A sprawling Russian banking group run by an ally of President Vladimir Putin is fast becoming one of the most powerful forces in the country’s grains market.
Since entering the grain export business last year, Andrey Kostin’s government-backed VTB Group has loaded up on assets including port terminals, a rail-freight operator and a trader. Those investments could be worth about $1.5bn, according to filings and Bloomberg calculations based on VTB valuations.
The buying spree means that VTB handles a fifth of Russian grain exports, according to estimates by the Institute for Agricultural Market Studies.
The foray is allowing VTB to tap the whole supply chain in Russian grains and challenge top shippers like Trading House RIF and Cargill Inc for the riches on offer in the industry.
There’s much to be won – booming output in recent years has made Russia the world’s top wheat shipper, supplying nations as far away as Indonesia and Mexico. The country is eyeing new markets too.
“We are now allocating a great deal of resources for the development of this business,” said Atanas Djumaliev, head of global commodities at VTB Capital in Moscow. “We are building a full vertically-integrated supply chain from farmers to end consumers around the world, including Africa, the Middle East, Asia and so on.” VTB, whose businesses span telecoms to real estate, plans to help Russia export more grains. Kostin, who has publicly defended Putin’s track record and is under US sanctions, has had success with other investments.
VTB bought a stake in Burger King’s Russian business in 2012, when the fast-food chain had just 38 locations in the country. Now, there are more than 600.
“The grain handling business is a very profitable and promising thing,” Alexey Krivoshapko, director for agriculture at Prosperity Capital who helps manage $4bn in assets, said about VTB’s expansion. “Look with what speed they are creating their grain conglomerate.”
The company will trade grain from offices in Russia and Switzerland and plans to expand the team, said Djumaliev, who spent more than a decade at Deutsche Bank AG and Goldman Sachs Group Inc.
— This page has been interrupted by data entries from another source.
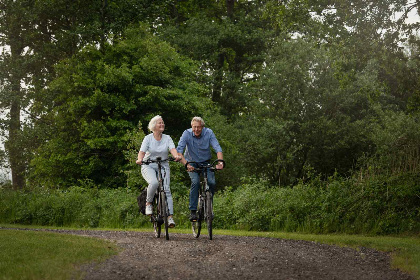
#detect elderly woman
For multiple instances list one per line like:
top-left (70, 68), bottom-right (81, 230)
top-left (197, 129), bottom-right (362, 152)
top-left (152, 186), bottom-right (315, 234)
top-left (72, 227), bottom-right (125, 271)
top-left (136, 115), bottom-right (181, 227)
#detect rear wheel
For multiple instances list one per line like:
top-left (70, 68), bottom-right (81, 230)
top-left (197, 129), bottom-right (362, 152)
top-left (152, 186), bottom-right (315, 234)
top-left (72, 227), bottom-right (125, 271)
top-left (206, 191), bottom-right (213, 240)
top-left (192, 197), bottom-right (204, 238)
top-left (160, 192), bottom-right (169, 240)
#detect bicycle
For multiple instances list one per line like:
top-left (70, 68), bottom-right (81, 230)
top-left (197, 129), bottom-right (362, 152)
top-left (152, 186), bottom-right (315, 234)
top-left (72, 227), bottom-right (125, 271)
top-left (185, 159), bottom-right (225, 240)
top-left (142, 157), bottom-right (175, 240)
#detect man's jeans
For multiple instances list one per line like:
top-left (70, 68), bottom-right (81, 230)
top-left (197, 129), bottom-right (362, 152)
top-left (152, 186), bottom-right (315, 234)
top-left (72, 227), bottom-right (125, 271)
top-left (188, 170), bottom-right (216, 210)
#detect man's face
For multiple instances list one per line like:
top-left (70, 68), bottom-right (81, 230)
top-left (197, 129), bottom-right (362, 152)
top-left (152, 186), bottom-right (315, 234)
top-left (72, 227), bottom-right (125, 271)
top-left (191, 121), bottom-right (203, 137)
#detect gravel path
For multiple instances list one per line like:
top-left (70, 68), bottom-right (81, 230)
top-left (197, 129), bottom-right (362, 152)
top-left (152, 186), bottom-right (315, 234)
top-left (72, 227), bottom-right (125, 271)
top-left (3, 230), bottom-right (415, 280)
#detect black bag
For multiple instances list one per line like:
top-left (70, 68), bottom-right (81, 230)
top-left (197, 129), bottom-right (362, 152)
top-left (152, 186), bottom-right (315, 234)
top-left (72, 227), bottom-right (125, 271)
top-left (137, 188), bottom-right (147, 215)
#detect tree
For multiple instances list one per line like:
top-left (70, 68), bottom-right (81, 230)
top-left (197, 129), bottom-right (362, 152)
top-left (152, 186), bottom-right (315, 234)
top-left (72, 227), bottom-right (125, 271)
top-left (31, 28), bottom-right (212, 187)
top-left (0, 0), bottom-right (165, 188)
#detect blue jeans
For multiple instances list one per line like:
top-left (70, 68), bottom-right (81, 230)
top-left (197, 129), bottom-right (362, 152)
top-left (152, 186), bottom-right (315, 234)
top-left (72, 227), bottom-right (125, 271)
top-left (188, 166), bottom-right (216, 210)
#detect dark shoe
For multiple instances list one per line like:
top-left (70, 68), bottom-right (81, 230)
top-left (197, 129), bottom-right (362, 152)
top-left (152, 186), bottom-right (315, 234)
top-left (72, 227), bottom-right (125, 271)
top-left (190, 210), bottom-right (197, 222)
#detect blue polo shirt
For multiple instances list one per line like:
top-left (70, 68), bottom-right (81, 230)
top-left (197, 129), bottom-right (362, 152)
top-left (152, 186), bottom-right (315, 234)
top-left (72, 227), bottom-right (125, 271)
top-left (176, 127), bottom-right (222, 162)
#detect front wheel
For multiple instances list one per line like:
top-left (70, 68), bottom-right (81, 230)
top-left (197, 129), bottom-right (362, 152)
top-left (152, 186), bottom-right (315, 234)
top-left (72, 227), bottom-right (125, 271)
top-left (192, 197), bottom-right (204, 238)
top-left (160, 192), bottom-right (169, 240)
top-left (206, 191), bottom-right (213, 240)
top-left (150, 195), bottom-right (162, 238)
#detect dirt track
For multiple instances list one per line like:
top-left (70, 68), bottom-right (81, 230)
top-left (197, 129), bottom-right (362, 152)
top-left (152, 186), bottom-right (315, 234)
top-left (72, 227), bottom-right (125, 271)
top-left (4, 229), bottom-right (415, 280)
top-left (35, 231), bottom-right (414, 280)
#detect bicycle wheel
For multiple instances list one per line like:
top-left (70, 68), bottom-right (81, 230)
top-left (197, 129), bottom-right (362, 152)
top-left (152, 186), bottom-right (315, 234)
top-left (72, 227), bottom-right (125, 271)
top-left (151, 195), bottom-right (162, 238)
top-left (206, 191), bottom-right (213, 240)
top-left (192, 196), bottom-right (204, 238)
top-left (160, 192), bottom-right (169, 240)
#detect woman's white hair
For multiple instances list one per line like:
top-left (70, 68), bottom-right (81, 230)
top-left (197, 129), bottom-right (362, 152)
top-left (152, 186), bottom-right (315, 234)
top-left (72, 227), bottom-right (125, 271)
top-left (148, 115), bottom-right (163, 132)
top-left (191, 117), bottom-right (205, 126)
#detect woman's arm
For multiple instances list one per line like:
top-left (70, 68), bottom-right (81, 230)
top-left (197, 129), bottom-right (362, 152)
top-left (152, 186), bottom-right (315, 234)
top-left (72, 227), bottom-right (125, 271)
top-left (136, 151), bottom-right (146, 164)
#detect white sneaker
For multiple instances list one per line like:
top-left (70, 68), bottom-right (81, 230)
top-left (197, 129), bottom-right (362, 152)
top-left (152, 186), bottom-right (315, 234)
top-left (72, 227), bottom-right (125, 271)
top-left (168, 217), bottom-right (175, 228)
top-left (145, 204), bottom-right (153, 215)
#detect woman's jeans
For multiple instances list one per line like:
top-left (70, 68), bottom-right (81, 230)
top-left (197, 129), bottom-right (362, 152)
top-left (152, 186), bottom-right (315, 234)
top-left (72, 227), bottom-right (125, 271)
top-left (188, 167), bottom-right (216, 210)
top-left (141, 163), bottom-right (174, 215)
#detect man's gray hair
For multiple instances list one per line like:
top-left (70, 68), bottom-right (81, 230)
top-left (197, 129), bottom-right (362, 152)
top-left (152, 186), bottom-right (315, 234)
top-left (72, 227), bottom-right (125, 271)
top-left (191, 117), bottom-right (205, 126)
top-left (148, 115), bottom-right (163, 132)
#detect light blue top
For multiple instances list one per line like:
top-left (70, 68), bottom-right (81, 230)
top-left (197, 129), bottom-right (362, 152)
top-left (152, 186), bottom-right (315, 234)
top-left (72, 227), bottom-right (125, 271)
top-left (140, 133), bottom-right (175, 161)
top-left (176, 127), bottom-right (222, 162)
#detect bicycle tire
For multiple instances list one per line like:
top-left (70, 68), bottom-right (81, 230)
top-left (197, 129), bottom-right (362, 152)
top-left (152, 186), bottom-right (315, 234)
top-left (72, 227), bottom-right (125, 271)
top-left (206, 191), bottom-right (213, 240)
top-left (160, 192), bottom-right (169, 240)
top-left (191, 197), bottom-right (204, 238)
top-left (151, 195), bottom-right (162, 238)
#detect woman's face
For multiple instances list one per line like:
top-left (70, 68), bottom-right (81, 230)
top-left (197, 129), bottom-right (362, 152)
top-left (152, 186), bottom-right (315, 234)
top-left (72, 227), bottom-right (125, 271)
top-left (155, 119), bottom-right (165, 133)
top-left (191, 121), bottom-right (203, 137)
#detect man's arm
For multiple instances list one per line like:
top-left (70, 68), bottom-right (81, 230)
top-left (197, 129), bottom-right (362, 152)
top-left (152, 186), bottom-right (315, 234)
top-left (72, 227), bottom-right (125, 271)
top-left (216, 152), bottom-right (223, 169)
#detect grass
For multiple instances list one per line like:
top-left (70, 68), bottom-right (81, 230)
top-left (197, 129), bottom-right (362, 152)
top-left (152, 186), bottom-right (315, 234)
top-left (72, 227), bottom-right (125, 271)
top-left (0, 229), bottom-right (118, 280)
top-left (0, 225), bottom-right (420, 279)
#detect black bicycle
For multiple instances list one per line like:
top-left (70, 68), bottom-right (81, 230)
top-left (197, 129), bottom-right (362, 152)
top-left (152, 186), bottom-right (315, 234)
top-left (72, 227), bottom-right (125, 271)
top-left (142, 157), bottom-right (174, 240)
top-left (185, 159), bottom-right (225, 240)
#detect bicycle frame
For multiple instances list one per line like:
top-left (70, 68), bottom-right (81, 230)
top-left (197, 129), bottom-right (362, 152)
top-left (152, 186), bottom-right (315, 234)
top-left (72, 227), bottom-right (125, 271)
top-left (142, 157), bottom-right (174, 240)
top-left (185, 160), bottom-right (225, 240)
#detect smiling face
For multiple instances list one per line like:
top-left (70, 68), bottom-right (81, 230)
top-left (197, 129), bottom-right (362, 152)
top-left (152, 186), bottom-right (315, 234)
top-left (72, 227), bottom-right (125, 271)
top-left (191, 121), bottom-right (203, 137)
top-left (154, 119), bottom-right (165, 133)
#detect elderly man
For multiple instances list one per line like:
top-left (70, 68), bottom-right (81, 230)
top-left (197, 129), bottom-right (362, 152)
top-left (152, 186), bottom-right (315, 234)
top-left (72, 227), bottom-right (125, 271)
top-left (176, 117), bottom-right (223, 222)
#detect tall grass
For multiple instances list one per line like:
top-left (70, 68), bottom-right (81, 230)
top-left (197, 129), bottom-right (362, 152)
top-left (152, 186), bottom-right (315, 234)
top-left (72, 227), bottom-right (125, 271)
top-left (0, 230), bottom-right (118, 280)
top-left (0, 174), bottom-right (420, 235)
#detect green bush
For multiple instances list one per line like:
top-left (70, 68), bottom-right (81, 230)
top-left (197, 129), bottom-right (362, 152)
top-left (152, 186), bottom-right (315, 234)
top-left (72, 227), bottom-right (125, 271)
top-left (0, 173), bottom-right (420, 234)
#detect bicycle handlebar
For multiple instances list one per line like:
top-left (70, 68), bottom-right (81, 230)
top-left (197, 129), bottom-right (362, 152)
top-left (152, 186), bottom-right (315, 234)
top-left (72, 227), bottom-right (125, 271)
top-left (185, 159), bottom-right (226, 172)
top-left (141, 157), bottom-right (175, 165)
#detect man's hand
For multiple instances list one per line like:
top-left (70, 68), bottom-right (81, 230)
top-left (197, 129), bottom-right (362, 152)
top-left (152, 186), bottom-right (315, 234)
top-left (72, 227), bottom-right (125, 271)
top-left (216, 161), bottom-right (224, 170)
top-left (187, 164), bottom-right (194, 172)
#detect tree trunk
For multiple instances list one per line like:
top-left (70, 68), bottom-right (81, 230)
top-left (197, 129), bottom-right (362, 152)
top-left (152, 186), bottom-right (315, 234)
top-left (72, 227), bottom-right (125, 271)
top-left (5, 81), bottom-right (25, 189)
top-left (226, 0), bottom-right (235, 18)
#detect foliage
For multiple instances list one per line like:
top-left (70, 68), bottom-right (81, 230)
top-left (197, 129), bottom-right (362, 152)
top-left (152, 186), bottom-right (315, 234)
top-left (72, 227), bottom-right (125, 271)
top-left (215, 174), bottom-right (420, 234)
top-left (0, 170), bottom-right (420, 235)
top-left (27, 27), bottom-right (207, 187)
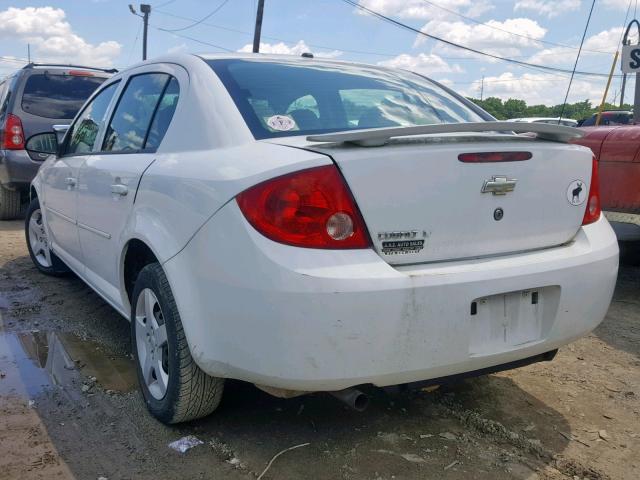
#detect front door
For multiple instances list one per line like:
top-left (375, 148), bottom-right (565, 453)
top-left (78, 70), bottom-right (179, 305)
top-left (41, 83), bottom-right (117, 273)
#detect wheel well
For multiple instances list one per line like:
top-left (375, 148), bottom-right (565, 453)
top-left (124, 238), bottom-right (158, 303)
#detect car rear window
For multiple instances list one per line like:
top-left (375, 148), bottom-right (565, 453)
top-left (22, 73), bottom-right (106, 119)
top-left (205, 59), bottom-right (488, 139)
He’s overseeing the move into grains for now, and the company is considering staffing options to run those operations under him.
VTB’s venture into grains could help bring in more investment into Russia’s industry, which may lead to bigger exports, according to Elena Svart, a senior manager at the agribusiness unit of consultant KPMG in Moscow.
“Such a serious investor as VTB will be able, if desired, to form consortia and attract both Russian and international funding,” she said.
VTB isn’t the first conglomerate to venture into Russian agriculture, with companies controlled by billionaires Vladimir Evtushenkov and Oleg Deripaska owning businesses in crop farming to grain trading. Still, competition is now heating up among the country’s traders and shippers.
“VTB is a very strong financial player. They are capable of organising competitive trading,” said Andrey Dubovskov, chief of AFK Sistema, Evtushenkov’s holding company that runs crop farms and a grain-export business. “Yet there’s surely enough room for everyone.”